Tunelling RDP using SSH

Note:  Instructions for installing on Macintosh OSX computers can be found at http://www.maths.ox.ac.uk/help/faqs/connection/tunnelling-rdp/mac

What is an tunnel?

A tunnel is a way of forwarding many channels of information through a single channel. 

One analogy is the Channel Tunnel.  In Calais, cars, vans and lorries are all destined for the UK. They all drive on to the train, although they do not know what route the train takes.  At the other end of the tunnel in Folkestone, they disembark and continue on their journey.

Applying it to network traffic, network data is collected at one point, transferred through the tunnel and then redistributed at another.

A useful application of tunnelling network traffic is to use protocols that are normally blocked by a firewall.  Using SSH for this is a common method as many firewalls allow these connections that are both encrypted and authenticated.

Configuring SSH

The following instructions show how a tunnel can be set up using SSH to enable you to use RDP to connect to an Institute terminal server.

1. Start the commercial version of SSH and click "Add Profile".


2.  Call the profile "RDP Tunnel to Maths"


3. When you have created the profile, click Edit Profiles.


4.  Highlight "RDP Tunnel to Maths" from the left hand side and click the "Tunneling" tab, then click the "Add" button.


5.  In the box provided, call the Tunnel RDP, type TCP, listening on port 3390 and ensure the "Allow Local Connections Only" box is checked.  The destination host can be any Windows terminal server in the Institute, e.g. wts.  The destination port should read 3389.  Click OK and then select the profile from the drop down list from the main window as in section 3.


6.  You will need to connect to gate.maths.ox.ac.uk, so after you have clicked OK, select and click the profile "RDP to tunnel to maths". 


7.  You will be presented with the following dialog.  Choose "gate.maths.ox.ac.uk" as the host name and type in your username.

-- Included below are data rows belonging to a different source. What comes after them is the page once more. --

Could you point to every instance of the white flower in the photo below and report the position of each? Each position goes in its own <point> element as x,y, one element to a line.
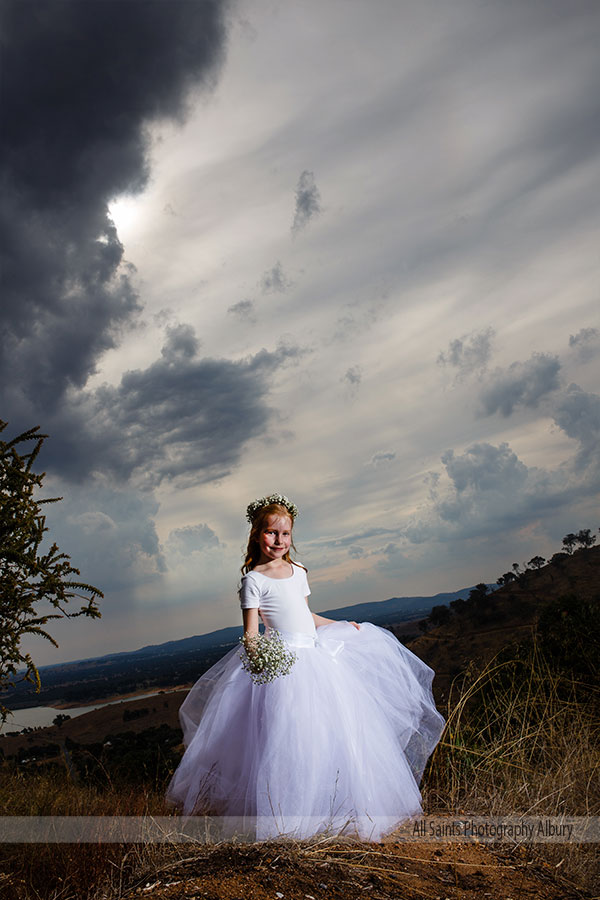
<point>266,656</point>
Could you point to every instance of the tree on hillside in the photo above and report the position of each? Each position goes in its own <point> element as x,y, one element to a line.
<point>440,615</point>
<point>31,576</point>
<point>585,538</point>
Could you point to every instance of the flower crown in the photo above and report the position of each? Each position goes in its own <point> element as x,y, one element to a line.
<point>254,507</point>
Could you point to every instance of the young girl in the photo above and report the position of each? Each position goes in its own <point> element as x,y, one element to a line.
<point>338,744</point>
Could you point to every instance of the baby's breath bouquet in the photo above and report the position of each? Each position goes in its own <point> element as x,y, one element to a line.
<point>266,656</point>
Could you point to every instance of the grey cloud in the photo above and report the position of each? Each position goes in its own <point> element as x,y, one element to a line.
<point>355,552</point>
<point>578,415</point>
<point>192,539</point>
<point>244,310</point>
<point>109,534</point>
<point>353,376</point>
<point>308,201</point>
<point>586,343</point>
<point>487,490</point>
<point>382,456</point>
<point>274,281</point>
<point>485,467</point>
<point>181,343</point>
<point>469,353</point>
<point>521,384</point>
<point>81,80</point>
<point>182,418</point>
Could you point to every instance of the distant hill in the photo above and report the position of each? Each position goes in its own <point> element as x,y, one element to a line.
<point>181,661</point>
<point>509,616</point>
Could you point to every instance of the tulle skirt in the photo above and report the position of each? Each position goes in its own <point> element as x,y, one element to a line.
<point>338,745</point>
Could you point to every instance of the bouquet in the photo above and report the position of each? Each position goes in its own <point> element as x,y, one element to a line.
<point>266,656</point>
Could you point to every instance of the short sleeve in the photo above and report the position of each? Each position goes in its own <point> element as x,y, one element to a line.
<point>249,593</point>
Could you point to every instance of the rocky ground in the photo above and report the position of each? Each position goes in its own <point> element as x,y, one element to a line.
<point>380,872</point>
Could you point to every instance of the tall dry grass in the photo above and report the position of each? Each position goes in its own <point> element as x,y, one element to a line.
<point>522,738</point>
<point>74,871</point>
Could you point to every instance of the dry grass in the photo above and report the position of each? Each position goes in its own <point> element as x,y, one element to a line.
<point>521,739</point>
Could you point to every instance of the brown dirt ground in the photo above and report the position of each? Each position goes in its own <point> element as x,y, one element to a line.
<point>386,871</point>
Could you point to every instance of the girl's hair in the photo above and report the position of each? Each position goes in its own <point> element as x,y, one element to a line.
<point>258,523</point>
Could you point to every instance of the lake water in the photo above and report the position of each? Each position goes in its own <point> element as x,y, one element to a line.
<point>41,716</point>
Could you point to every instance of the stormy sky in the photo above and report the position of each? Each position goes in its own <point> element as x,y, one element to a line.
<point>342,250</point>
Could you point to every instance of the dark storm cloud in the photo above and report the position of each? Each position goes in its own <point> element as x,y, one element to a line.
<point>521,384</point>
<point>183,418</point>
<point>80,82</point>
<point>469,353</point>
<point>274,281</point>
<point>308,201</point>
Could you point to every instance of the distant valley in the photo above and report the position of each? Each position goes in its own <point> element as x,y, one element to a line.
<point>180,662</point>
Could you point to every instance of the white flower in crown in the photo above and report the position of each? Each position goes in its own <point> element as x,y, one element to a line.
<point>266,501</point>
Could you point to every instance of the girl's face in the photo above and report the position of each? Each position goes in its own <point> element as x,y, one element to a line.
<point>275,537</point>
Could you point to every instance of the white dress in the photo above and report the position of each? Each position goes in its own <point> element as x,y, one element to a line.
<point>338,745</point>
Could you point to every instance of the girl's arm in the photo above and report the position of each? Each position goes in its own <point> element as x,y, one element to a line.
<point>250,617</point>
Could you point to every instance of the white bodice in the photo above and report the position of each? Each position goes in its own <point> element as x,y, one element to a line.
<point>281,601</point>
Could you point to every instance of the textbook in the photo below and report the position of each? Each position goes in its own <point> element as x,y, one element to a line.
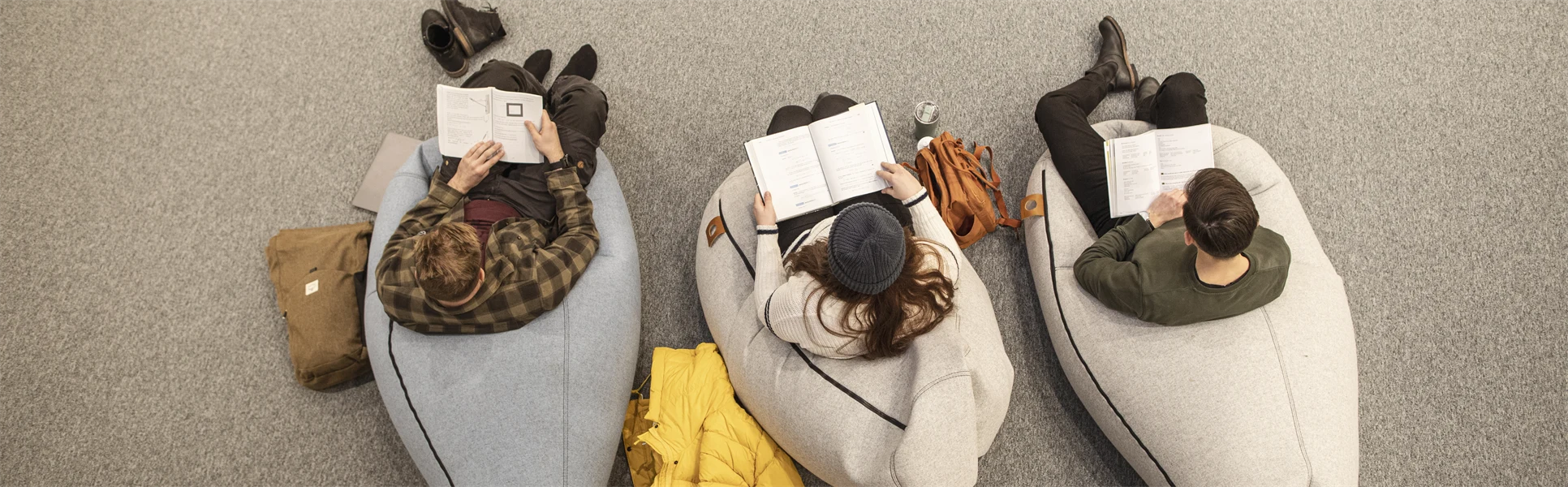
<point>814,166</point>
<point>466,116</point>
<point>1142,166</point>
<point>394,153</point>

8.  You may be prompted to accept a key if you have not connected before.  Choose yes.


9.  At this point, type in your password and hit OK.


10.  If you get a standard UNIX shell prompt your tunnel is set up.  Next up, start the Remote Desktop Client, i.e. click Start->All Programs->Accessories->Communications->Remote Desktop Connection.  In the window that appears, use "Localhost:3390" as the computer you are connecting to.


11.  Use the normal credentials that you normally use to log into Windows with.  You may need to prefix the username with MATHS\, e.g. if your username is anybody, use MATHS\anybody.


12.  If this worked OK, you should have a new window pop up that should be the the connection to the terminal server.